The solution you are looking for will use forkIO and MVars.
par
par is for multiprocessor parallelism, it helps evaluate terms in parallel. It doesn't help with IO. If you do
do
a <- (someProcess :: IO a)
...
By the time you reach ... everything from the IO action has happened (if we ignore evil lazy IO) to a point that a can be determined entirely by ordinary evaluation. This means that by the time you do b <- someOtherProcess, all of someProcess is already done. It's too late to do anything in parallel.
EitherT
You can explicitly examine the Either e a result of an EitherT e m a. runEitherT :: EitherT e m a -> m (Either e a) makes the success or failure explicit in the underlying monad. We can lift that right back into EitherT to make a computation that always succeeds (sometimes with an error) from one that sometimes fails.
import Control.Monad.Trans.Class
examine :: (MonadTrans t, Monad m) => EitherT e m a -> t m (Either e a)
examine = lift . runEitherT
forkIO
The simplest solution for doing two things in IO is forkIO. It starts another lightweight thread that you can forget about.
If you run a value with your transformer stack, there will be four pieces of data when you are done. The state ConnectState, the written ConnectWriter log, whether the computation was successful, and, depending on whether or not it was successful, either the value or the error.
EitherT String (RWST ConnectReader ConnectWriter ConnectState IO) a
^ ^ ^ ^ ^
If we write out the structure of this, it looks like
(RWST ConnectReader ConnectWriter ConnectState IO) (Either String a)
^ ^ ^ ^ ^
ConnectReader -> ConnectState -> IO (Either String a, ConnectState, ConnectWriter)
^ ^ ^ ^ ^
All four of those pieces of information end up in the result of the IO action. If you fork your stack, you need to decide what to do with all of them when you join the results back together. You have already decided that you want to explicitly handle the Either String a. The ConnectWriters can probably be combined together with <>. You will need to decide what to do with ConnectState.
We'll make a fork that returns all four of these pieces of data by shoving them into an MVar.
import Control.Concurrent
import Control.Concurrent.MVar
import Control.Monad.IO.Class
forkConnectT :: ConnectT a -> ConnectT (MVar (Either String a, ConnectState, ConnectWriter))
forkConnectT cta = do
result <- liftIO newEmptyMVar
r <- lift ask
s <- lift get
liftIO $ forkIO $ do
state <- runRWST (runEitherT cta) r s
putMVar result state
return result
Later, when we want the result, we can try and see if it is ready.

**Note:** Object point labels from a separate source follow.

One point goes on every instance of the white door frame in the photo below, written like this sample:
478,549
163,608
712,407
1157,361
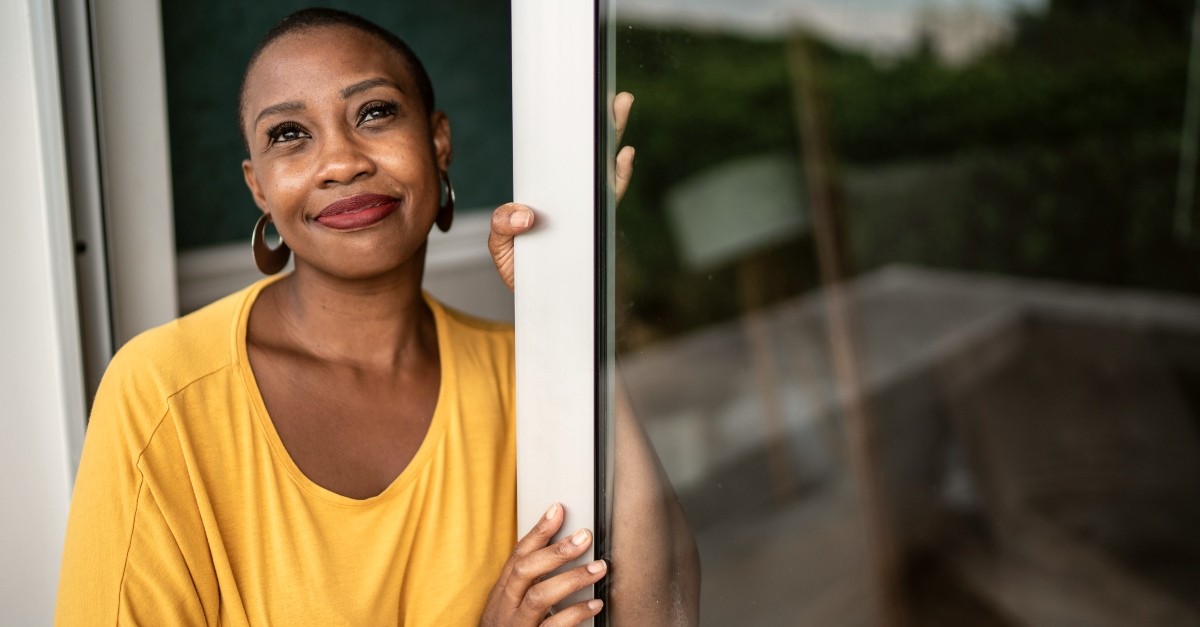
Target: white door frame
563,342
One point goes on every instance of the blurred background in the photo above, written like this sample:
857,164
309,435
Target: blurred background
909,300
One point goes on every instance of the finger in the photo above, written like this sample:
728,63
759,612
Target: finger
623,172
621,107
538,538
529,569
543,597
575,614
508,220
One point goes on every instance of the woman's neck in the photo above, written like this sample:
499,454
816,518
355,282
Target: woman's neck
377,323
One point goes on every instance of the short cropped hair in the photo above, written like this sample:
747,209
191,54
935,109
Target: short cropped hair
312,18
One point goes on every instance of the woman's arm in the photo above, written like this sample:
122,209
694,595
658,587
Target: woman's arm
655,572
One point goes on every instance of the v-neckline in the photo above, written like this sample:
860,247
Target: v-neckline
433,435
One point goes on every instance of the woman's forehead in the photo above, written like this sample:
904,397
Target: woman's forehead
328,57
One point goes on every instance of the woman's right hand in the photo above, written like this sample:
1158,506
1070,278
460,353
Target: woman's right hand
526,592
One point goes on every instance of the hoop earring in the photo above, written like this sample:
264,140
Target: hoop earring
445,213
268,260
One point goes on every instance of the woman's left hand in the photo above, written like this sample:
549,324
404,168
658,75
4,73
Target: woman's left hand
513,219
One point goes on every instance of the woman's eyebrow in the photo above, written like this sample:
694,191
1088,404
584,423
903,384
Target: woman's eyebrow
282,107
363,85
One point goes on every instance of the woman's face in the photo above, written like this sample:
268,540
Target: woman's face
342,153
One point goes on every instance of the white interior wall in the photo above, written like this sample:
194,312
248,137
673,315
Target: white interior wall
41,382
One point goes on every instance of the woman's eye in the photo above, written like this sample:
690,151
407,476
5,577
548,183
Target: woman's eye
285,132
376,111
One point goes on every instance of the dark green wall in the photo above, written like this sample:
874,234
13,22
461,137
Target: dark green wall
463,43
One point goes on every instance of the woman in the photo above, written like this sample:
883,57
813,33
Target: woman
331,446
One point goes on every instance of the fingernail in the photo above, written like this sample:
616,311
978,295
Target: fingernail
519,219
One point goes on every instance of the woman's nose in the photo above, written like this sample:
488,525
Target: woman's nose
342,161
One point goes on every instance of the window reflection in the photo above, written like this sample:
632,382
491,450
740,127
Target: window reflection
910,304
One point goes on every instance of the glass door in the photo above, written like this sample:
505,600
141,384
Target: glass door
909,302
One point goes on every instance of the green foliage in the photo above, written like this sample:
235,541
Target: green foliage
1054,155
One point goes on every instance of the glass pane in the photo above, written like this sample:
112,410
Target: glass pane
907,300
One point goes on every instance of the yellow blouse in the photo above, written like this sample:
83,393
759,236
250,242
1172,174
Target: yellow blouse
189,511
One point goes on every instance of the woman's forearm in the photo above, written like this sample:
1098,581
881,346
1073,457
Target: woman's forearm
655,572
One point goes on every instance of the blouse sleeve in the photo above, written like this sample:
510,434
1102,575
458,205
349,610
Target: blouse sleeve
121,565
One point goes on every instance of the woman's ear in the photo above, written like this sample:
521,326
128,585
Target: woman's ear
443,149
247,172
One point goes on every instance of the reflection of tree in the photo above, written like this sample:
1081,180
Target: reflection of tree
1059,151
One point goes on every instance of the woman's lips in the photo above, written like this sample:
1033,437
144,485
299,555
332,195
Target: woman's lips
358,212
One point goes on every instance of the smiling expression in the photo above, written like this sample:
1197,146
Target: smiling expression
342,153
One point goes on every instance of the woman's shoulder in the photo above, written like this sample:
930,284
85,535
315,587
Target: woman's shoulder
184,350
461,322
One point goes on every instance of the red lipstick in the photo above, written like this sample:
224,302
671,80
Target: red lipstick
358,212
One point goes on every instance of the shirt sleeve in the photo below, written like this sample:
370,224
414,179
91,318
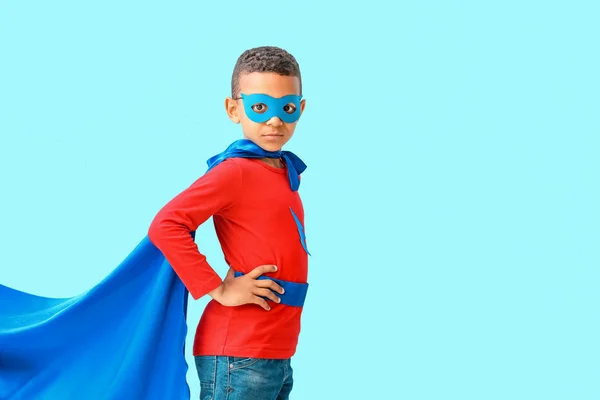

We'll handle the Either for success and failure explicitly, while handling the state and writer behind the scenes.
import Data.Traversable
tryJoinConnectT :: MVar (Either String a, ConnectState, ConnectWriter) -> ConnectT (Maybe (Either String a))
tryJoinConnectT result = liftIO (tryTakeMVar result) >>= traverse reintegrate
Behind the scenes we reintegrate the ConnectWriter by telling this ConnectT to write what was accumulated in the other thread. You will need to decide what to do to combine the two states.
reintegrate :: (a, ConnectState, ConnectWriter) -> ConnectT a
reintegrate (a, s, w) = do
-- Whatever needs to be done with the state.
-- stateHere <- lift get
lift $ tell w
return a
If we want to wait until the result is ready, we can block reading the MVar. This offers less opportunity for handling errors such as timeouts.
joinConnectT :: MVar (Either String a, ConnectState, ConnectWriter) -> ConnectT (Either String a)
joinConnectT result = liftIO (takeMVar result) >>= reintegrate
Example
Putting it all together, we can fork a task in parallel, do something in this thread explicitly examining the success or failure, join with the result from the other thread, and reason about what to do next with explicit Eithers representing success or failure from each process.
connectBoth :: ConnectT ()
connectBoth = do
bVar <- forkConnectT $ connectAPI OtherAPI otherFunction
a <- examine $ connectAPI SomeAPI someFunction
b <- joinConnectT bVar
...
Going farther
If you are paranoid, you will also want to handle exceptions (some of which can be handled by forkFinally) and asynchronous exceptions. You will need to decide whether to bundle these exceptions into your stack or treat IO like it can always throw exceptions.
Consider using async instead of forkIO and MVars.
monad-control (which you already have dependencies on via either) provides mechanisms for building up, one transformer at a time, the type that represents the state of a monad transformer stack. We wrote this by hand as (Either String a, ConnectState, ConnectWriter). If you are going to grow your transformer stack, you might want to get this from MonadTransControl instead. You can restore the state from the forked thread(see MonadBaseControl section) in the parent to inspect it. You will still need to decide how to deal with the data from the two states..

Related

Apparent redundant calls in a IO monad?

Here is a snippet of code taken from the Haskell GPipe project (commented by myself, save the line with "Really?"). In the memoize function, I don't understand why its author call the getter a second time to cache a newly computed value. It doesn't seem necessary to me and it can be removed without apparent bad consequences (at least, a medium-sized project of mine still works without it).
{- | A map (SN stands for stable name) to cache the results 'a' of computations 'm a'.
The type 'm' ends up being constrained to 'MonadIO m' in the various functions using it.
-}
newtype SNMap m a = SNMap (HT.BasicHashTable (StableName (m a)) a)
newSNMap :: IO (SNMap m a)
newSNMap = SNMap <$> HT.new
memoize :: MonadIO m
=> m (SNMap m a) -- ^ A "IO call" to retrieve our cache.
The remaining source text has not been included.